Der beeindruckende Aufstieg des Rafael Jodar
Rafael Jodar ist eine der Überraschungen auf der ATP-Tour 2026. Der Spanier steht seit dem gestrigen Montag erstmals unter den Top 100 der Weltrangliste.
von Jens Huiber
zuletzt bearbeitet:
31.03.2026, 12:16 Uhr
Flashback ins Jahr 2024 zu den French Open: Da trafen sich Rafael Jodar und Joel Schwärzler im Junioren-Wettbewerb, gespielt wurde auf Court 9. Schwärzler wurde damals noch von Jürgen Melzer betreut. Und gewann das Match knapp, aber eigentlich ungefährdet. Weil der junge Österreicher einfach die besseren Tennisschläge im Repertoire hatte. Jodar auf der anderen Seite gab schon damals keinen Ball verloren. Und ist mittlerweile doch recht deutlich an seinem ehemaligen Bezwinger vorbei gezogen.
Denn mit der erfolgreichen Qualifikation für das ATP-Masters-1000-Turnier in Maimi plus nachfolgendem Erreichen der dritten Runde hat der 19-jährige Spanier 20 Plätze in den ATP-Charts gut gemacht. Und firmiert seit dieser Woche erstmals als Top-100-Spieler. Und das nicht einmal knapp: Jodar ist an Position 89 notiert, ein Startplatz im Hauptfeld von Roland-Garros ist so gut wie fix. Und diesmal ist vom Erwachsenen-Wettbewerb die Rede.
Der Weg dorthin war für einen Spanier allerdings untypisch. Denn Rafael Jodar hat noch vor einem Jahr für die University of Virginia College-Tennis gespielt. Im vergangenen Jahr konnte Jodar dann drei Challenger-Titel gewinnen, in der laufenden Saison kamen die ersten Matchsiege auf der „großen“ Tour dazu.
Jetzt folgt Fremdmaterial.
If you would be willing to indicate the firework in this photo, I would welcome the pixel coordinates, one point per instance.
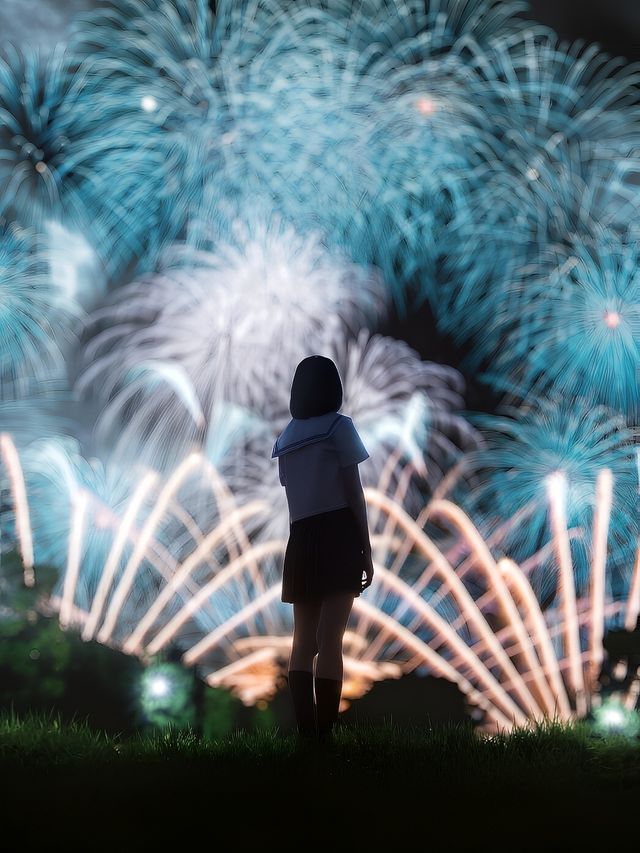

Landaluce noch dreistellig
Bemerkenswert dabei: Schon im Alter von sechs Jahren hat Rafael Jodar in Madrid mit einem gewissen Martin Landaluce trainiert. Eben der hat ja in Miami vor wenigen Tagen das Viertelfinale erreicht.
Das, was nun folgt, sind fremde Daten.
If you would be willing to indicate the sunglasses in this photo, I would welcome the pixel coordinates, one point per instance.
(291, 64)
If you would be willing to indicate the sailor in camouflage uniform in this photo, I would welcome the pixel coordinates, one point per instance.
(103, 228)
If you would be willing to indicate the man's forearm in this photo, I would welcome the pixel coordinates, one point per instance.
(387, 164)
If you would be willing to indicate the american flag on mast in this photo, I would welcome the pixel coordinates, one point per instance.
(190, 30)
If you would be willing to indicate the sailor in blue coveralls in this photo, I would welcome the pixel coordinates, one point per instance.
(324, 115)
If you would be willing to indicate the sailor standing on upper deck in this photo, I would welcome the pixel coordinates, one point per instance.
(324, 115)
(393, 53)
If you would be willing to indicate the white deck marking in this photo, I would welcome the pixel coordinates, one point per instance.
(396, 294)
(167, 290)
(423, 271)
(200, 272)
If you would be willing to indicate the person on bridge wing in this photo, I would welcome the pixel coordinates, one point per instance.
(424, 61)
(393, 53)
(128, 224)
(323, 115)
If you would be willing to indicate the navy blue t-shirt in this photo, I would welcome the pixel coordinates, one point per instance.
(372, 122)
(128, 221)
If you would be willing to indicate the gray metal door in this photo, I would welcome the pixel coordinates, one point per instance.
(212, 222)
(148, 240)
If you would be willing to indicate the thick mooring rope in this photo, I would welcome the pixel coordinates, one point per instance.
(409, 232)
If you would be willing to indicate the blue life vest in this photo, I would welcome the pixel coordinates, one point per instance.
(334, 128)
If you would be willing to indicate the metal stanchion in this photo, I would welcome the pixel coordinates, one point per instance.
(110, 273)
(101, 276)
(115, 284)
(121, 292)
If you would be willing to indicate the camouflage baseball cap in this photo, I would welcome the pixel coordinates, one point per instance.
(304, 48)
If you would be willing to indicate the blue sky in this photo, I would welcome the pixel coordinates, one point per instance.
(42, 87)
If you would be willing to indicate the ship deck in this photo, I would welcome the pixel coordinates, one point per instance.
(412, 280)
Dass Jodar das Potenzial zu einer guten bis sehr guten Tennis-Karriere haben könnte, hat sein späterer College-Coach Andres Pedroso schon 2023 erkannt. „Das hat nicht wie ein Junioren-Spieler ausgesehen“, erklärte Pedroso gegenüber der Website der ATP. „Die Art und Weise, wie er aufgetreten ist, sah nach einem Profi aus. Ich war von seiner Reife, seiner Professionalität, seiner Ernsthaftigkeit überwältigt.“
Wie weit es nach oben gehen kann, weiß man natürlich nie. Aber schon der Anzug unter die Top 100 zeigt schon mal, dass sich harte Arbeit in der Regel auszahlt. Auch für Kumpel Landaluce. Der allerdings muss sich noch ein bisschen gedulden: trotz der fantastischen Vorstellung in Miami und einem Gewinn von 45 Plätzen steht der 20-Jährige aktuell erst „nur“ auf Platz 106.